If 2016 has had any positive outcome it may be a wake-up call to the scientific and academic community. This is not business as usual, with a constant background of nonsense in popular culture that academics can safely ignore. The rules have changed, and (sorry for the overused metaphor) the lunatics are running the asylum. While you were toiling away in your ivory tower, the world has changed under your feet.
Welcome to Skepticism
Science is only useful if it serves society, which means society must have a certain level of support for science. There still is a good level of support for science and scientists, but that trust has been massively subverted. As I wrote yesterday over at Science-Based Medicine, surveys show that the public will simply disagree with scientists when the science conflicts with their ideological beliefs. The specific issue of the recent Pew survey was food and GMOs. Those who have a high interest in GMOs and think they are unhealthy simply dismiss the scientific consensus as being too influenced by industry, or they simply believe that there is no consensus that GMOs are safe.
What is the use of having a robust scientific consensus on an important issue facing the public if the public is systematically misinformed about what that consensus is. Those misinformed members of the public have recently shown they are enough of a block to elect a conspiracy theorist as president, who will appoint cabinet members who are hostile to the mission of the institutions they will now lead.
The science of climate change only matters if the public, and through them politicians, know and accept the science.
There are vested interests who find the scientific consensus on many issues to be inconvenient. They have found that they don’t need to win the scientific battle within science journals and universities. That’s too much work, and they can’t win that fight anyway because reality is not on their side. They realized, however, that they don’t have to win over scientists and change the consensus, they can just create websites (blogs, news outlets) that lie about the consensus and sow doubt and confusion. This is the whole “fake news” phenomenon.
The mainstream media was never equipped to deal with this, and their resources, if anything, are dwindling. They have largely been outcompeted by fake news and blatantly biased advocacy, and in many cases have merged with it. They are being absorbed by the blob.
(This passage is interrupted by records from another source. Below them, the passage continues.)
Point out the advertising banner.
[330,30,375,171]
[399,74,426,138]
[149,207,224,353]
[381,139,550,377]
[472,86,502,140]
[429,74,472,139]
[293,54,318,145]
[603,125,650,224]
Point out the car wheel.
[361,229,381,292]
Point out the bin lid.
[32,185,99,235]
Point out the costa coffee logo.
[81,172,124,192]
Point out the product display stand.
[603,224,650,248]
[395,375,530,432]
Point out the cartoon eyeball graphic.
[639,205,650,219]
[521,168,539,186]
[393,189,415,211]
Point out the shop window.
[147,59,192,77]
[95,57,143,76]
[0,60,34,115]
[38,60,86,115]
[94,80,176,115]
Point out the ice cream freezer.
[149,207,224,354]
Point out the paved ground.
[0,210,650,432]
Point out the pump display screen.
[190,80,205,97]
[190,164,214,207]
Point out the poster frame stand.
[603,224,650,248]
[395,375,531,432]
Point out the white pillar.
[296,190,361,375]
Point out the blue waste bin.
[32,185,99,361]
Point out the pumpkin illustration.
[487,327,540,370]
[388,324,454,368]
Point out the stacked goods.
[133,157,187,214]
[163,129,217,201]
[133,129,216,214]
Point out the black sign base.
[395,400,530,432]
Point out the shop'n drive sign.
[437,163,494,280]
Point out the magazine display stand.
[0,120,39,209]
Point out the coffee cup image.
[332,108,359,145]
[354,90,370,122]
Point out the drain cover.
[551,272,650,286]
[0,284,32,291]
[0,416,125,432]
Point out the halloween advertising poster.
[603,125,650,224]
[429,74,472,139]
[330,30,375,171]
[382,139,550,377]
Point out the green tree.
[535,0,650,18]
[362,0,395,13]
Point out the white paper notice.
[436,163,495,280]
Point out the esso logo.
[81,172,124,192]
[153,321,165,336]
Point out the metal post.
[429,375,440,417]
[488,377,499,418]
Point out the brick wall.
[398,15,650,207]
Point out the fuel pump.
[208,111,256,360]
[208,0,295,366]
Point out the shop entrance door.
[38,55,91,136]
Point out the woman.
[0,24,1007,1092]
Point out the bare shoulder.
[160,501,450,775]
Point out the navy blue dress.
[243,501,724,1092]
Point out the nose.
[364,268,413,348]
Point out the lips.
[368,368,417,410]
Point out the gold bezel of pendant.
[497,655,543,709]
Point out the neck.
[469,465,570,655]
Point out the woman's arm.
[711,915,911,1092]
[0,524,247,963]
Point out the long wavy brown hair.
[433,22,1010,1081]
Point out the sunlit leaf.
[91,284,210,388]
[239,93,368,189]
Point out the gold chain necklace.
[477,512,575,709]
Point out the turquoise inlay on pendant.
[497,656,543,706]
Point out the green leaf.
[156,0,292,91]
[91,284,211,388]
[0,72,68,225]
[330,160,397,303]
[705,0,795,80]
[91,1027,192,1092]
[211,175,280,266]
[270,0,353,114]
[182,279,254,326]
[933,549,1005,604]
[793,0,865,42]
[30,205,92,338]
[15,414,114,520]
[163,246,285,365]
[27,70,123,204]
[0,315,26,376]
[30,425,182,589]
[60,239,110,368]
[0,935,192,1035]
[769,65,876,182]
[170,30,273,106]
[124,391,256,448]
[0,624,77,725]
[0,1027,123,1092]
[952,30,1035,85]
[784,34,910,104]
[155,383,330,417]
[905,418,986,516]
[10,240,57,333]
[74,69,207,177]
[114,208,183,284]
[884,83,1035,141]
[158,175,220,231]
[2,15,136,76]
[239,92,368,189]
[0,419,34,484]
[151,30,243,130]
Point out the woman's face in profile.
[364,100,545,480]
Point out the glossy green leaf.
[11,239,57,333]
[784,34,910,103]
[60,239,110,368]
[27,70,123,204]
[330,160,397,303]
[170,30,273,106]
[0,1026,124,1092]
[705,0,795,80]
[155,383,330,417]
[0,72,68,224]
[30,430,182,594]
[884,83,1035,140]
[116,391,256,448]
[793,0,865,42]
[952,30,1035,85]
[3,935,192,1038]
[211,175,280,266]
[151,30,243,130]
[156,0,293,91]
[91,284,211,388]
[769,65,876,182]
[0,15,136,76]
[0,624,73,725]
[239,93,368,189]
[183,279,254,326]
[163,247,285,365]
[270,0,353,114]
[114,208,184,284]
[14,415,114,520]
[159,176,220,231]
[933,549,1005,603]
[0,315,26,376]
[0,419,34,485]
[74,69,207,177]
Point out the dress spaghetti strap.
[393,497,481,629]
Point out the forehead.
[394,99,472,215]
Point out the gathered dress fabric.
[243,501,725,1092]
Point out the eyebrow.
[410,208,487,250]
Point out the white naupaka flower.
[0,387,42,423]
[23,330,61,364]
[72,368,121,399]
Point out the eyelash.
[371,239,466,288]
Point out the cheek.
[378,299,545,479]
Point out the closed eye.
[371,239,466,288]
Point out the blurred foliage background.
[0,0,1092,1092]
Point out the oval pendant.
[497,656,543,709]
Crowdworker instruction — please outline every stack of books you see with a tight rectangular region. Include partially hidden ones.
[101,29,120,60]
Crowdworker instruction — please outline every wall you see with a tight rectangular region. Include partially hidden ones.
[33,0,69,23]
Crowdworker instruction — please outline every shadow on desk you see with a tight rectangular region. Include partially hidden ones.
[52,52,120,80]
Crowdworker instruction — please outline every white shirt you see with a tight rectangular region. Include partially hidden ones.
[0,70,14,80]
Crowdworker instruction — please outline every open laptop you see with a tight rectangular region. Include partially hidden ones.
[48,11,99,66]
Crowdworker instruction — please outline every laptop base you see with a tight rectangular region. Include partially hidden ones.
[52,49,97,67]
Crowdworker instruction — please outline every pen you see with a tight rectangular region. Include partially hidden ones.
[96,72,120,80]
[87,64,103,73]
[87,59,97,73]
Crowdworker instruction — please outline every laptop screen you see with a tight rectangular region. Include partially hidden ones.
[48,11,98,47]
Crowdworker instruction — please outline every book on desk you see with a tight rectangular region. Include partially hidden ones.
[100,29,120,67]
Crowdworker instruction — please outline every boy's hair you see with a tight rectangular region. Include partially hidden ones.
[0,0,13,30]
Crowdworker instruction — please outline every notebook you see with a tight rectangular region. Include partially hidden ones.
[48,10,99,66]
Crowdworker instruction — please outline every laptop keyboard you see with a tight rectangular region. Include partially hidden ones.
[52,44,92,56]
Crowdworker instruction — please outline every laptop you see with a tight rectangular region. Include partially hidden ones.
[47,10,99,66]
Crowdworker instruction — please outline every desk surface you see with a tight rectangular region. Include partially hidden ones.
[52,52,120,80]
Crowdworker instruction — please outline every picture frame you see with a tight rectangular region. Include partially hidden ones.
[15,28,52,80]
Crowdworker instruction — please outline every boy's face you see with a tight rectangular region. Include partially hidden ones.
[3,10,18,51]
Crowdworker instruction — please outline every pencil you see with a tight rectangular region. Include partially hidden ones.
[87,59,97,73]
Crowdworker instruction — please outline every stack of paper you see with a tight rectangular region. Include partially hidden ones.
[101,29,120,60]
There are individual journalists and outlets who seem to have a clue, but they are so far fighting a losing war.
The scientific community has largely ignored the problem. Again, some individuals have had their wake-up calls, but they are few and far between. Williamson is now added to their ranks, due to his personal confrontation with Brietbart.
The good news is that there is already a group of people who have been confronting pseudoscience for decades and have developed some significant knowledge and skill in how best to do it. We don’t have the magic formula, but at least we have already worked through the basic pitfalls.
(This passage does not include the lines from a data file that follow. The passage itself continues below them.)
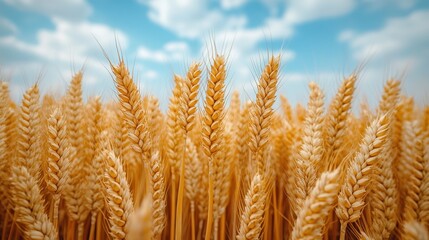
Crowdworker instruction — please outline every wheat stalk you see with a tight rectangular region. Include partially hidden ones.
[249,56,280,174]
[237,173,267,240]
[291,170,340,239]
[11,165,58,239]
[202,55,226,239]
[104,151,134,239]
[336,115,389,239]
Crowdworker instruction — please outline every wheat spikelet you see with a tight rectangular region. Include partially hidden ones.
[45,108,71,228]
[368,141,399,239]
[128,197,153,240]
[146,96,164,142]
[227,90,241,127]
[110,59,152,163]
[11,165,58,240]
[166,75,184,182]
[175,63,201,238]
[291,170,340,239]
[378,79,401,114]
[46,108,71,194]
[237,173,267,240]
[149,152,166,240]
[17,84,41,179]
[292,82,324,217]
[64,72,83,151]
[185,138,202,212]
[336,115,389,239]
[236,102,252,174]
[402,121,424,222]
[85,96,108,224]
[249,56,280,174]
[202,55,226,239]
[418,131,429,228]
[104,151,134,239]
[422,106,429,132]
[280,95,293,122]
[181,63,201,134]
[325,75,357,163]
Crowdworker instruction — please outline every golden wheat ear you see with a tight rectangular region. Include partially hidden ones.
[104,151,134,239]
[291,170,340,239]
[237,174,268,240]
[202,55,226,239]
[336,115,390,239]
[11,165,58,239]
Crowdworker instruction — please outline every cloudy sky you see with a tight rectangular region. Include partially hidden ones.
[0,0,429,107]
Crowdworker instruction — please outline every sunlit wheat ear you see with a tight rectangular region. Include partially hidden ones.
[280,95,293,122]
[336,115,389,239]
[45,108,71,228]
[237,174,267,240]
[185,138,202,212]
[64,72,84,151]
[402,121,427,222]
[202,52,226,238]
[292,82,324,217]
[182,63,201,133]
[292,170,340,239]
[110,60,152,163]
[236,101,252,172]
[85,96,108,225]
[11,165,58,239]
[325,75,357,160]
[17,84,41,177]
[227,90,241,127]
[422,106,429,132]
[146,96,164,142]
[401,221,429,240]
[378,79,401,114]
[249,56,280,174]
[418,131,429,229]
[104,151,134,239]
[368,139,399,239]
[174,63,201,238]
[46,108,71,194]
[149,152,167,240]
[165,75,184,182]
[127,196,153,240]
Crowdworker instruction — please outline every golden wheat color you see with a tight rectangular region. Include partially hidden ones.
[0,50,429,240]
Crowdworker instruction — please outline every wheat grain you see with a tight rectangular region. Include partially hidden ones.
[336,115,389,239]
[292,170,340,239]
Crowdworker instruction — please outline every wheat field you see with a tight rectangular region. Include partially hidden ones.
[0,54,429,240]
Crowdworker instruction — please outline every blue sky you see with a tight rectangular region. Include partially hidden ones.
[0,0,429,107]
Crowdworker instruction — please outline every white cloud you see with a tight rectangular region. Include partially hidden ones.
[137,42,190,63]
[140,0,246,38]
[0,19,128,63]
[143,70,159,80]
[0,19,128,100]
[4,0,92,20]
[138,0,356,95]
[220,0,247,9]
[339,10,429,102]
[0,17,18,33]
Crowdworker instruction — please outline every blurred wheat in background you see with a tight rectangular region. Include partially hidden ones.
[0,49,429,240]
What we need now is for academia to institutionally wake up. Individuals are welcome, but that is not enough. The institutions of academia need to place a priority on outreach to the public, on engaging with the public conversation, pushing back against pseudoscience, communicating real science, and advocating for higher standards in science news reporting.
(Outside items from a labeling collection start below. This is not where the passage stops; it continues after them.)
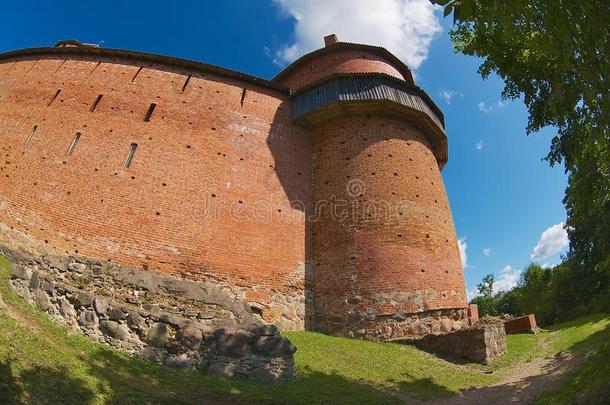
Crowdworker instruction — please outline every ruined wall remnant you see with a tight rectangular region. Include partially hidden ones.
[0,247,296,382]
[413,321,507,364]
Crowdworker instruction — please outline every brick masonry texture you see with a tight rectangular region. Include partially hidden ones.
[0,38,471,340]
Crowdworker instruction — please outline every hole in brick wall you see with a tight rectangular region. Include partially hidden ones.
[131,66,144,83]
[239,89,246,107]
[48,89,61,105]
[22,125,38,148]
[144,103,157,122]
[123,143,138,167]
[89,94,104,112]
[180,75,191,94]
[68,132,80,155]
[250,305,263,318]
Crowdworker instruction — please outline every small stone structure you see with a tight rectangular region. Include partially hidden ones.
[0,246,296,382]
[410,322,507,364]
[504,314,538,334]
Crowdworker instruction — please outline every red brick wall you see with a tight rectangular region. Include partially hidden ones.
[312,115,466,331]
[282,50,405,91]
[0,58,311,328]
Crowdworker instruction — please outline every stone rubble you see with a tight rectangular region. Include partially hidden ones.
[2,248,296,382]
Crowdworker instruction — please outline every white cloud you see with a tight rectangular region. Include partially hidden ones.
[493,265,521,294]
[458,238,468,270]
[477,101,506,114]
[530,222,570,260]
[439,90,464,104]
[273,0,441,69]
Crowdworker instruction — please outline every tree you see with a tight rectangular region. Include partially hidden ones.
[477,273,496,297]
[431,0,610,316]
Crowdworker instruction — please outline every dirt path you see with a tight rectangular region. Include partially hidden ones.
[431,332,583,405]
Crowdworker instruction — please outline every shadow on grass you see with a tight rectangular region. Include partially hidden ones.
[77,349,452,404]
[0,360,94,405]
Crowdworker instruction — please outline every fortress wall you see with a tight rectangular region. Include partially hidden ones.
[312,115,467,339]
[282,50,409,91]
[0,57,311,328]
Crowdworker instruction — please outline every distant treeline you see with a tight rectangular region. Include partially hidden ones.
[471,258,610,326]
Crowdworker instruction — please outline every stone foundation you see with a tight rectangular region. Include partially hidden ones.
[0,247,296,382]
[320,308,471,341]
[409,322,507,364]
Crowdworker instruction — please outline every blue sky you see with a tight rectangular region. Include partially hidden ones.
[0,0,566,296]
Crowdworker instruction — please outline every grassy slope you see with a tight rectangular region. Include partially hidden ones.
[0,257,610,404]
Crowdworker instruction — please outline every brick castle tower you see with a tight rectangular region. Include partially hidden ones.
[0,35,468,340]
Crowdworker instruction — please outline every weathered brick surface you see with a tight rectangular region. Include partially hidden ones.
[0,38,467,339]
[0,54,311,327]
[312,116,465,331]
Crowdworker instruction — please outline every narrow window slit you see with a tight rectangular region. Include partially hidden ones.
[53,59,67,73]
[48,89,61,105]
[23,125,38,149]
[239,89,247,107]
[180,75,191,94]
[144,103,157,122]
[124,143,138,168]
[89,94,104,112]
[131,66,144,83]
[68,132,80,155]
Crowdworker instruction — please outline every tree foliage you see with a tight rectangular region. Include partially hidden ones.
[431,0,610,318]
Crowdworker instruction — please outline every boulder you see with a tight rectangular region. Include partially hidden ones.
[34,290,53,311]
[77,309,99,329]
[249,325,280,337]
[253,336,297,357]
[127,311,146,330]
[100,321,129,340]
[72,291,94,307]
[213,328,249,357]
[108,307,127,321]
[11,264,32,281]
[180,326,203,349]
[165,354,193,369]
[146,323,172,347]
[93,297,108,315]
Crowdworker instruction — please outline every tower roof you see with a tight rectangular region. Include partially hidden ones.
[271,38,414,83]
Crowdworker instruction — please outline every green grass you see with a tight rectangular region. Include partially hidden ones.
[536,314,610,404]
[0,257,610,404]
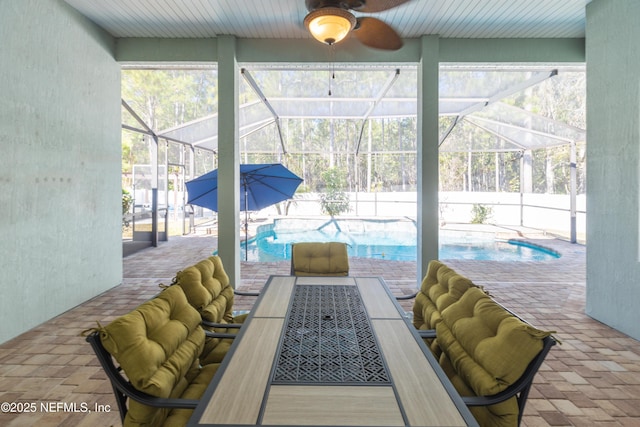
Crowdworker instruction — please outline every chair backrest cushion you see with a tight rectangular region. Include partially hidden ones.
[436,288,551,425]
[175,256,233,323]
[99,286,205,425]
[291,242,349,276]
[413,260,476,329]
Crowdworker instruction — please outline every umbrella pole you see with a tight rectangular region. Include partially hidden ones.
[244,186,249,261]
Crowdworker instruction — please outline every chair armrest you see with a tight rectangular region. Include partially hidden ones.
[204,330,238,339]
[86,332,199,420]
[462,336,556,412]
[396,291,418,300]
[233,289,260,297]
[418,329,436,338]
[202,320,242,329]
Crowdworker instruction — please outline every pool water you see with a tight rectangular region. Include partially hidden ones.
[241,219,559,262]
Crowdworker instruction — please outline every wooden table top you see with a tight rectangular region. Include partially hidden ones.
[189,276,477,426]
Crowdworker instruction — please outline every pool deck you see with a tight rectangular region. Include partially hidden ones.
[0,226,640,427]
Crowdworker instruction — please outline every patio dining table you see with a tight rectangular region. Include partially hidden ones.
[188,276,477,426]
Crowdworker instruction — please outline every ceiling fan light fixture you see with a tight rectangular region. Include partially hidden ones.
[304,7,356,45]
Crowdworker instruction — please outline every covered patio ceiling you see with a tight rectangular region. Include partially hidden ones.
[125,64,586,154]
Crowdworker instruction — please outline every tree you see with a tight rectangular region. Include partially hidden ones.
[320,167,349,216]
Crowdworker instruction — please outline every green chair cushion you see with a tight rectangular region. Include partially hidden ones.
[100,286,218,426]
[174,256,246,365]
[175,256,233,323]
[291,242,349,276]
[436,288,550,426]
[413,260,475,329]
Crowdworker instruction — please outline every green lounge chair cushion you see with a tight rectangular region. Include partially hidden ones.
[100,286,218,426]
[436,288,550,426]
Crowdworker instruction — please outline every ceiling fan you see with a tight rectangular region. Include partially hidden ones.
[304,0,409,50]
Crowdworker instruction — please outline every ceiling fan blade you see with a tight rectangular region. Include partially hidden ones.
[353,17,402,50]
[347,0,409,13]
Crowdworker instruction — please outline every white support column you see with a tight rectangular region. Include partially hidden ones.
[218,36,240,287]
[417,36,439,280]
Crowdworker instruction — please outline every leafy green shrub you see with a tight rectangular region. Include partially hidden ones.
[471,203,493,224]
[320,167,349,216]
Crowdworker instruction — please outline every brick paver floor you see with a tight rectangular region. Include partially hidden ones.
[0,231,640,427]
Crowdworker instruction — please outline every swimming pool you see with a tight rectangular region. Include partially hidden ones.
[241,218,559,262]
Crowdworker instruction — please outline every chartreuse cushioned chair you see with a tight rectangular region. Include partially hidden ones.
[436,288,556,427]
[291,242,349,276]
[413,260,477,356]
[172,256,247,363]
[87,286,218,427]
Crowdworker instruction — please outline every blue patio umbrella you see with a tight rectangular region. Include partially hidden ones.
[185,163,302,258]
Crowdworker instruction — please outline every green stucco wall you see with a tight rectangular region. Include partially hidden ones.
[0,0,122,342]
[586,0,640,339]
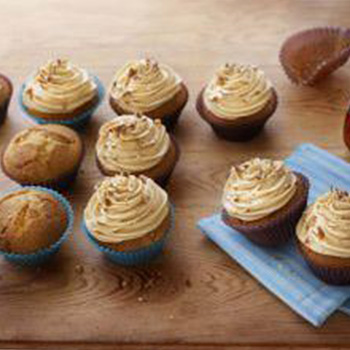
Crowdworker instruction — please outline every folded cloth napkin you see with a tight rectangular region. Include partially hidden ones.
[198,144,350,327]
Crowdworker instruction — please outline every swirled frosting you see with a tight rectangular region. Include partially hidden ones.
[23,59,97,114]
[110,59,182,113]
[296,190,350,258]
[222,158,297,221]
[96,115,170,173]
[203,64,272,120]
[84,175,170,243]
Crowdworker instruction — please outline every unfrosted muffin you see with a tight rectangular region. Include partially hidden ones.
[196,64,277,141]
[84,175,172,264]
[0,74,13,124]
[297,189,350,284]
[96,115,179,185]
[1,124,84,188]
[0,188,68,254]
[109,59,188,129]
[222,158,309,246]
[22,59,100,123]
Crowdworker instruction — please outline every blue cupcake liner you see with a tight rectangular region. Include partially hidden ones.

This is, in my opinion, a massive problem faced by academia and they are currently failing. Fully engaging with social media is one thing they can do. Fixing their own PR departments is another. Educating scientists on how to communicate with the public, and how to confront pseudoscience, is yet another. Systematically correcting the public record on what is the current consensus of scientific opinion is also critical, as is getting more involved in science education at every level.
Scientists need to be out there, in force, confronting politicians who are advocating pseudoscience, publicly exposing them, and setting the record straight.
The game has changed. Academia needs to change if it is going to remain relevant. An editorial in Nature is nice, but we need much more. We need a profound awakening within academia to the new reality. Trump is not an aberration, he is the new normal.